A multisite research team identified 15 subtypes of T-cell acute lymphoblastic leukemia (T-ALL), according to a genomic analysis. The subtypes each have distinct genomic drivers, gene expression patterns, developmental states, and clinical outcomes. The research team found that 60% of the genetic changes driving T-ALL cancer cells are in non-coding regions of the genome. DNA in these non-coding regions, which were previously considered "junk," do not build proteins themselves but have important functions that drive the disease.

Why it matters:

The study's findings provide a roadmap for clinicians to classify, risk stratify, and develop targeted therapies to treat children with this aggressive blood cancer. By classifying T-ALL subtypes into four risk levels (very high, high, low, and very low), the study could immediately help clinicians to customize their treatment plans for patients.

T-ALL is an acute leukemia that mainly affects children, in which abnormal T-cells are produced in the bone marrow. About 20% of children and adolescents who are diagnosed with T-ALL experience relapse or do not respond to standard chemotherapy, and long-term survival rates for patients with relapsed or refractory T-ALL is less than 10%.

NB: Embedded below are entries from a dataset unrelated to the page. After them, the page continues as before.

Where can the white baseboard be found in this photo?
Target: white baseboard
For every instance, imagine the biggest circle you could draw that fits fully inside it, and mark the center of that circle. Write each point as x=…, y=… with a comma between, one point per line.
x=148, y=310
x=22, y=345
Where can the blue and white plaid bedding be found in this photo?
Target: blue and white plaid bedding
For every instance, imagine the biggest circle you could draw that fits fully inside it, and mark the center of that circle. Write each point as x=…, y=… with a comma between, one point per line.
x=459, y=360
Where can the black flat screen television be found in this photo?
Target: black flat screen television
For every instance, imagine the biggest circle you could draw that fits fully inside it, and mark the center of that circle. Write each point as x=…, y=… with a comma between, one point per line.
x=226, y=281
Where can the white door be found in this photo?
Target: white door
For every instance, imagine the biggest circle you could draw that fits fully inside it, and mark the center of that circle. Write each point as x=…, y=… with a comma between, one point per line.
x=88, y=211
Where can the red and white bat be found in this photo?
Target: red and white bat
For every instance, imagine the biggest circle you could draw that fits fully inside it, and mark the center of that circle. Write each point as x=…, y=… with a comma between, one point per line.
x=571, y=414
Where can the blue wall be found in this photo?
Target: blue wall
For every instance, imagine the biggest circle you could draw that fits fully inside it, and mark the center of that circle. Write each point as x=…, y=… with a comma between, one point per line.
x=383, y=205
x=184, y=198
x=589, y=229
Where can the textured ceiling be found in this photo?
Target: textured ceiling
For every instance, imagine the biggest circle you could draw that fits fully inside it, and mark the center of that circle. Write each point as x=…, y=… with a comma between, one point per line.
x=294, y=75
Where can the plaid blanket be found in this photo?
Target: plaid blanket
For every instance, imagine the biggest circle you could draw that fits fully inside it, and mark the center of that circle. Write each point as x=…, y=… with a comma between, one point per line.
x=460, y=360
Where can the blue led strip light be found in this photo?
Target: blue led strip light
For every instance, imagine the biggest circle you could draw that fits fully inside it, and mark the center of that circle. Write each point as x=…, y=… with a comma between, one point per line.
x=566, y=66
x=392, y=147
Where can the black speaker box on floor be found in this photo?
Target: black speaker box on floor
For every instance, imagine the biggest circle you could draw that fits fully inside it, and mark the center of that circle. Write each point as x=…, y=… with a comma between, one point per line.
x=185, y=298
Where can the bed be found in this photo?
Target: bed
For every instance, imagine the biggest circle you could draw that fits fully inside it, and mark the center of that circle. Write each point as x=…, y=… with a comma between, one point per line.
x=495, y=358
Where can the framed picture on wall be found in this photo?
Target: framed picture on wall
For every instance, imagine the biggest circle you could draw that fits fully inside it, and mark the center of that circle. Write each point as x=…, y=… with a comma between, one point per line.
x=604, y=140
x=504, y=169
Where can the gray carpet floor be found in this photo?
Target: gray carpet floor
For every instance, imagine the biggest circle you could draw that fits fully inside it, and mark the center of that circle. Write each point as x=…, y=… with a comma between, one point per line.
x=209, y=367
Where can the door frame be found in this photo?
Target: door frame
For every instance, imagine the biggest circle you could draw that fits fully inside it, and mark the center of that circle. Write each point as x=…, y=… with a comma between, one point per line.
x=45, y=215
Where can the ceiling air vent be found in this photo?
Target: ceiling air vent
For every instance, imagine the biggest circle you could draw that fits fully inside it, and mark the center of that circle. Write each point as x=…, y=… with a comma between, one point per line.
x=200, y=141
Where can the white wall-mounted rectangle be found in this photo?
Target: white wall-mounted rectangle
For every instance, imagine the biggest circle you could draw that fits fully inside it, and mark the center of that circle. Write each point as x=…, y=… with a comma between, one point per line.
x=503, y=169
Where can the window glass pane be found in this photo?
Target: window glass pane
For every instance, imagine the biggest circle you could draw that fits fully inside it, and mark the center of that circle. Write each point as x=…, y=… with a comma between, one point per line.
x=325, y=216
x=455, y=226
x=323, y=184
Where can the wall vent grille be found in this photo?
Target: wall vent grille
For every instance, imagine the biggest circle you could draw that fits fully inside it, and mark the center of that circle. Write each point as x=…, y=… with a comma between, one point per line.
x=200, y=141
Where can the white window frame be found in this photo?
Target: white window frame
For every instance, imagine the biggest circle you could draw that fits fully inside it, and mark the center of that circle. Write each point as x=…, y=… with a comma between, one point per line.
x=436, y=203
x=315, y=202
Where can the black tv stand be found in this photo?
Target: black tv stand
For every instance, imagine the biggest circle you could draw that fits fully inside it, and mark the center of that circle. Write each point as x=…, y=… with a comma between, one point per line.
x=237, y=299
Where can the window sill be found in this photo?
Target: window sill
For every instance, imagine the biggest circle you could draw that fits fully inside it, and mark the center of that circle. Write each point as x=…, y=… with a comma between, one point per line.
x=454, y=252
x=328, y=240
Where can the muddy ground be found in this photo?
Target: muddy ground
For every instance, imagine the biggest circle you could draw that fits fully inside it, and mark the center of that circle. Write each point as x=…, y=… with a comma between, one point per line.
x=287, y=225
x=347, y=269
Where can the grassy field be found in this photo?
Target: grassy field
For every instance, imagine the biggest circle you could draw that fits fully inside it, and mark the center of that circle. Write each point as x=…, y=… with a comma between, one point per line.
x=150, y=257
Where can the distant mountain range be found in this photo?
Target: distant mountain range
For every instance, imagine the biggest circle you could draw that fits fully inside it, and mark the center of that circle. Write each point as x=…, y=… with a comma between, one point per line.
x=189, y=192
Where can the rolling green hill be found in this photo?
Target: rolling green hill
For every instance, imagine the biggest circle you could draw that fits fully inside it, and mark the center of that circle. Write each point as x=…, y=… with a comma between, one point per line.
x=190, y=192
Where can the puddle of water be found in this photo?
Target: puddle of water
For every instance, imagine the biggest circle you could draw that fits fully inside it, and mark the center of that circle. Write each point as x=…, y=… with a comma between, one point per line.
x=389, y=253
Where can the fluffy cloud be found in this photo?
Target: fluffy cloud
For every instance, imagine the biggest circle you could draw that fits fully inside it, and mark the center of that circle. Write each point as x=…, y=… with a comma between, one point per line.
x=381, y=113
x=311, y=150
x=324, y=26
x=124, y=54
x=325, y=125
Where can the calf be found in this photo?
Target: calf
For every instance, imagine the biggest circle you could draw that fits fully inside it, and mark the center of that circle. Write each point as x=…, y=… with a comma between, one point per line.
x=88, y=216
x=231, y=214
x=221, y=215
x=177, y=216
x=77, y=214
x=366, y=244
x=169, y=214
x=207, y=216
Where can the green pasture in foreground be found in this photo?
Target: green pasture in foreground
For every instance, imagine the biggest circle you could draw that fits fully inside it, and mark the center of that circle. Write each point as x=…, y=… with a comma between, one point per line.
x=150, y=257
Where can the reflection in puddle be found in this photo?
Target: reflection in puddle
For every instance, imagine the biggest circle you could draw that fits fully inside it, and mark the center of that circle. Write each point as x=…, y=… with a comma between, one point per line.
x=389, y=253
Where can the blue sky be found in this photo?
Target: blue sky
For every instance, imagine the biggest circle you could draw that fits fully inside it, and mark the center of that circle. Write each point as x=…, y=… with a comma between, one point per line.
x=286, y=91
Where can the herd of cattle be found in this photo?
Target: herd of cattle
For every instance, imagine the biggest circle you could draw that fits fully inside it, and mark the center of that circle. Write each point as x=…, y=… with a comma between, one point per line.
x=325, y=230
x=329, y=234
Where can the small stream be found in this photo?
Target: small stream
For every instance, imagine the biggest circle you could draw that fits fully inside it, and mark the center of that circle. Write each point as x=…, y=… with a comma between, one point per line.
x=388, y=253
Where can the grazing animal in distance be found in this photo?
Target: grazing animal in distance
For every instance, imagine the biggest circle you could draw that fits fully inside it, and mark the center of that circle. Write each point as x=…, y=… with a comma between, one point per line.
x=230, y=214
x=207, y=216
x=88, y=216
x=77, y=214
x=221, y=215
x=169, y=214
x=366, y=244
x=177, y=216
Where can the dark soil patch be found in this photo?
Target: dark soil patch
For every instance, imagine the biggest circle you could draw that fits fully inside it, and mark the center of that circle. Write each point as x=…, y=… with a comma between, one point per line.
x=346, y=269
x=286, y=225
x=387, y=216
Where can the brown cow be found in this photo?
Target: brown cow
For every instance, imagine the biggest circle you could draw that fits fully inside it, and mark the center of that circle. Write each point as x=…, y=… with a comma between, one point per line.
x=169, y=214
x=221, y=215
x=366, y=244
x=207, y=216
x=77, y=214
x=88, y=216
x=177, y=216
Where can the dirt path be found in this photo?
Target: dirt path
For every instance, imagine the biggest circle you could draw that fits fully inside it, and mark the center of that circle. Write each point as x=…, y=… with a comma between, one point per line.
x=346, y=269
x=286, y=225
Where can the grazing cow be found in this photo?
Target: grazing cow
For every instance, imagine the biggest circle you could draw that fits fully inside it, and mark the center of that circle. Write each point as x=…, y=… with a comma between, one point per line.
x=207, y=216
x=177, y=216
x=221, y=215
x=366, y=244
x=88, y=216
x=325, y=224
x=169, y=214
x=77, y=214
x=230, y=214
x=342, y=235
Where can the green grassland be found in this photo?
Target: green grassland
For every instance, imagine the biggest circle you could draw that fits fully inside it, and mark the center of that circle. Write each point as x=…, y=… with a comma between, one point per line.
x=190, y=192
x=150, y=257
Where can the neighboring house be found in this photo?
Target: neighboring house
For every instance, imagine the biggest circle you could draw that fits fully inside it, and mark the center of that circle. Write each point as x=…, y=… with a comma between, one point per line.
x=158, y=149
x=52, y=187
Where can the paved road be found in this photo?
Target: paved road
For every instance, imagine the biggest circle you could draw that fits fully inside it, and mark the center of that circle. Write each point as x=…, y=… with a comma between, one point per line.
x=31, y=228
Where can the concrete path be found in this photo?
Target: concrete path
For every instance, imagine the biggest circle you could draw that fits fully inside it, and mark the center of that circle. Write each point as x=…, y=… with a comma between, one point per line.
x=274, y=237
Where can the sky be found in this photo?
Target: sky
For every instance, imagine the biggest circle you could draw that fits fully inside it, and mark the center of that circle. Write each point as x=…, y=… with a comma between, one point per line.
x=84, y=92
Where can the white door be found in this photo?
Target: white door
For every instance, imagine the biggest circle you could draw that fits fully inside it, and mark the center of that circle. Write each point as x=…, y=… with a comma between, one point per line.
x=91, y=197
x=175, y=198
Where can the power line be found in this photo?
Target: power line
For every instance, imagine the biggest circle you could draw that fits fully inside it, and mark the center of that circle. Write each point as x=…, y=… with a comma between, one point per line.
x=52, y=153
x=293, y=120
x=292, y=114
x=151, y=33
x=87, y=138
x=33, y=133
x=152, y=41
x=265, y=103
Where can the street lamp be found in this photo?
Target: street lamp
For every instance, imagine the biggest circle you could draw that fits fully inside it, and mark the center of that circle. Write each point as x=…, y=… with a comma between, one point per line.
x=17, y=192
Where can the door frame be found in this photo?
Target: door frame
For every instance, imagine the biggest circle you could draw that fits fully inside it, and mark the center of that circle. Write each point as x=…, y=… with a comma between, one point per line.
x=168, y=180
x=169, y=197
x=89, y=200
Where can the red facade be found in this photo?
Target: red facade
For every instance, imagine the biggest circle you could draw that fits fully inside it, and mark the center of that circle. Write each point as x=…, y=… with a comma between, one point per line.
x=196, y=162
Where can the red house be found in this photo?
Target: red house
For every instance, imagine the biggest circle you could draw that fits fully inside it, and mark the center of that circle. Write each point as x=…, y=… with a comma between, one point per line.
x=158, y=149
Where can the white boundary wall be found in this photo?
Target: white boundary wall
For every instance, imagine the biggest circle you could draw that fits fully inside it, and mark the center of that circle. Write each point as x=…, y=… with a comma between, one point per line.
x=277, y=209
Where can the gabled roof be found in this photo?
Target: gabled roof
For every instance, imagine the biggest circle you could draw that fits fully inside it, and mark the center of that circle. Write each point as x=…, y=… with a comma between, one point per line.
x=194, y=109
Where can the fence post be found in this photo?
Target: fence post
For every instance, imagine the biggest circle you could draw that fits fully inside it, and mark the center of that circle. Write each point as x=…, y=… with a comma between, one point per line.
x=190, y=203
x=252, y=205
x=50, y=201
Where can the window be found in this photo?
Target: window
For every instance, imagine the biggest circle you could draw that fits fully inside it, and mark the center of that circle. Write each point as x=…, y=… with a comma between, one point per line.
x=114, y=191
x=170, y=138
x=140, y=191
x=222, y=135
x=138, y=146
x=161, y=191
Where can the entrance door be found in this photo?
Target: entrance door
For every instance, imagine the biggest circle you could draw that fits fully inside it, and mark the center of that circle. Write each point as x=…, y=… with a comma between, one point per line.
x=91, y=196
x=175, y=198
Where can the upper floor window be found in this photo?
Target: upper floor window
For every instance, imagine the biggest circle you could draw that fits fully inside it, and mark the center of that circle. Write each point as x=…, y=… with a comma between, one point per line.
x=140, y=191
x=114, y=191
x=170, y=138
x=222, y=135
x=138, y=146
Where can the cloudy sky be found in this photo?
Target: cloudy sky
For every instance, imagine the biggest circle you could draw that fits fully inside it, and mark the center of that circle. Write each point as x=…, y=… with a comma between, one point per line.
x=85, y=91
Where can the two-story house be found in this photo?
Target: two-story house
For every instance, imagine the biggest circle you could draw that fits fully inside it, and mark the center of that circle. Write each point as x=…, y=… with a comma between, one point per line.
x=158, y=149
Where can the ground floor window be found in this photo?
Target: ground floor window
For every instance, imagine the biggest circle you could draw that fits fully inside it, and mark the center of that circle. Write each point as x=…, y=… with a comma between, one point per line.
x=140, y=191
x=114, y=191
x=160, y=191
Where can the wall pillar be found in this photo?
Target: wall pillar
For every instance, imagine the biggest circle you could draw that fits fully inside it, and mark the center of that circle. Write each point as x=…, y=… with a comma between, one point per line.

To identify patients who are at risk for recurrence and intervene with novel therapies, clinicians first need to understand the genetic drivers of their disease. Unlike in B-ALL, another type of acute lymphoblastic leukemia, the genetic underpinnings of T-ALL have never been previously understood.

Who conducted the study:

David Teachey, MD, an attending physician and Director of Clinical Research at the Center for Childhood Cancer Research at CHOP, led the study with Charles Mullighan, MSc, MD, of St. Jude Children's Research Hospital, and colleagues at the Children's Oncology Group, a National Cancer Institute supported clinical trials group. Dr. Teachey is also the co-leader of the Immune Dysregulation Frontier Program.

How they did it:

Dr. Teachey and colleagues performed whole genome and transcriptome sequencing of tumor and remission samples from more than 1,300 children with T-ALL who received the same treatment. The study included a diverse population of patients from the United States, Canada, Australia, Switzerland, and New Zealand.

Quick thoughts:

"This paper completely changes the paradigm of how we think about T-cell acute lymphoblastic leukemia," Dr. Teachey said.

What's next:

"We can now put T-ALL into 15 different baskets of patient subtypes and understand what biologically is causing them, which will help us to develop and repurpose targeted therapies," Dr. Teachey said. "And for the first time, we can appropriately risk stratify patients, which means we can identify the patients at diagnosis who are going to do poorly and those who are going to do well, and then we can start tailoring our therapy based on that diagnosis."

Where the study was published:

"The genomic basis of childhood T-lineage acute lymphoblastic leukemia" appeared in Nature in August.